3 Basic concepts [basic] .... 4 A name is a use of an identifier (2.10) that denotes an entity or label (6.6.4, 6.1). A variable is introduced by the declaration of an object. The variable's name denotes the object.
Besides, if an expression provides the same capability as a name, i.e. the ability to access the element, what's the importance of providing a "real name" (i.e. a c++ identifier) for the element?
None other than ease-of-use. The point of that note about names is to say you can't access an arbitrary member of that composed class by naming the member in the usual way, because all those members will have the same name, and that's unavoidable with TMP. Nothing more.
OK. I read the page differently. I thought it meant that there was difficult or impossible to access the elements. Then there's the sentence on p. 191: We can't access any other than the first one directly. OK, I guess "can't access directly" does not mean "can't access", but then consider the next paragraph: it's difficult to access the value member of a given type even by casting to an appropriate base class. This leaves me with the impression that it's "difficult" to access members other than the first; yet a template member function such as boost::tuple's, get<1>, doesn't seem difficult, at least to me.
Anyway, my definition of name differs from yours, but if the only purpose is to provide a compile-time evaluated offset from some container, then both definitions satisfy the purpose.
Not really. My definition doesn't really allow for much compile-time evaluation.
True, it's much simpler, but does involve compile-time evaluation of offset from the start of the structure.
Also, your sample code has no get_tail member template, so I don't see
^^^^^^^^^^^^^^^^^^^^^^^^
OK, the key work is *member*. I apologize. There is no member template.
how that could compile...
I've replaced the file with another, get_inherit_side_test.cpp, which, in test_instantiate(void), actually creates an instance of the tuple_type and accesses the 0-th element with: t.get_inherit_side<inherit_side_right,tuple_type,0>::type::left_type::value; Obviously, this could be shortened with a member template, t.get<0>() which simply returned the above expression.
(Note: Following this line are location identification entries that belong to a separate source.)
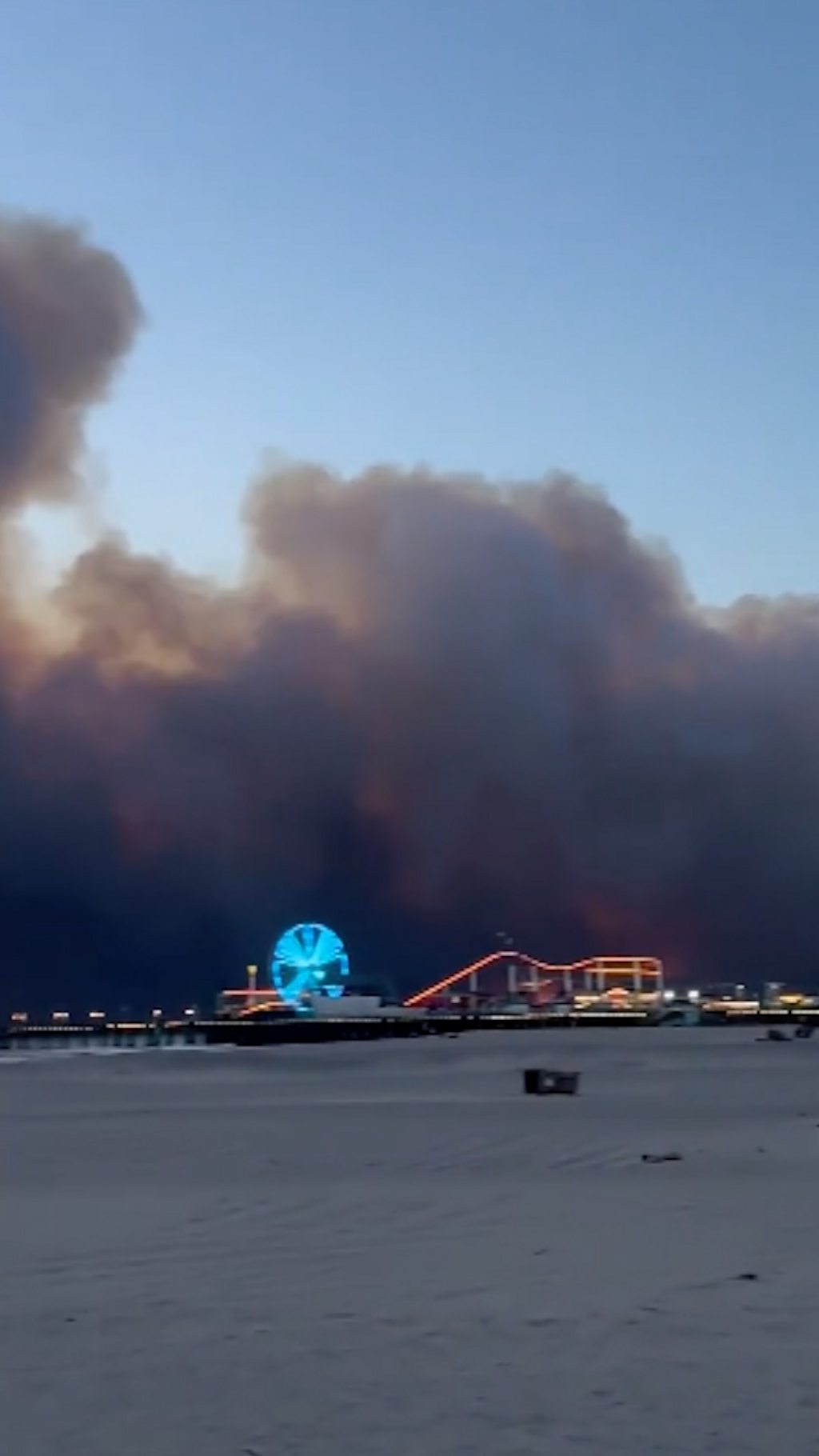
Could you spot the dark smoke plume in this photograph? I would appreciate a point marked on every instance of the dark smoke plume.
(435, 708)
(67, 316)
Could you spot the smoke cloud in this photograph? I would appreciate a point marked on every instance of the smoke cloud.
(433, 710)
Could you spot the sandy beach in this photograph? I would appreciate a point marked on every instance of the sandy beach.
(387, 1250)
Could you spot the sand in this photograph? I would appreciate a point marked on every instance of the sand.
(389, 1251)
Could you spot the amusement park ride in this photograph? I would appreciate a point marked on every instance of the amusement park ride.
(310, 967)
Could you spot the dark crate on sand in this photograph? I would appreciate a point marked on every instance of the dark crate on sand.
(541, 1082)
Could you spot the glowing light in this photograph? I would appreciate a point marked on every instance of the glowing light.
(607, 966)
(309, 960)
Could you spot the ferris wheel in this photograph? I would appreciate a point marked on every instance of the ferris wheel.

The uploaded code compiles with just a warning about t being used before it's defined.
I just downloaded it and it has get_tail specializations on lines 34 and 46.
The code in your posting used the construct
r.get_tail< .... >
I don't see how that can compile unless something is defined with a member template called "get_tail."
Sorry, I should have said: r.get_tail<...>::head_type::value; but then I would have had to provide the code like that in the newly uploaded file, and it didn't seem, at the time, necessary to demonstrate my point. [snip]
Just that the book seems to indicate there's a difficulty in accessing the elements which isn't really there, unless you define typing a long compile-time evaluated expression as difficult.
It's certainly more difficult than typing
r.foo
The book isn't making a very deep point there, but the point it does make is valid.
OK, but I, and maybe others, are interpreting the page as meaning inherit_linearly is less capable than tuple as far as accessing the elements. And with a member template, like boost's tuple, r.foo is not significantly more difficult than: r.get<foo>(); where foo is maybe an enumerator "naming" say the 2nd element in the tuple.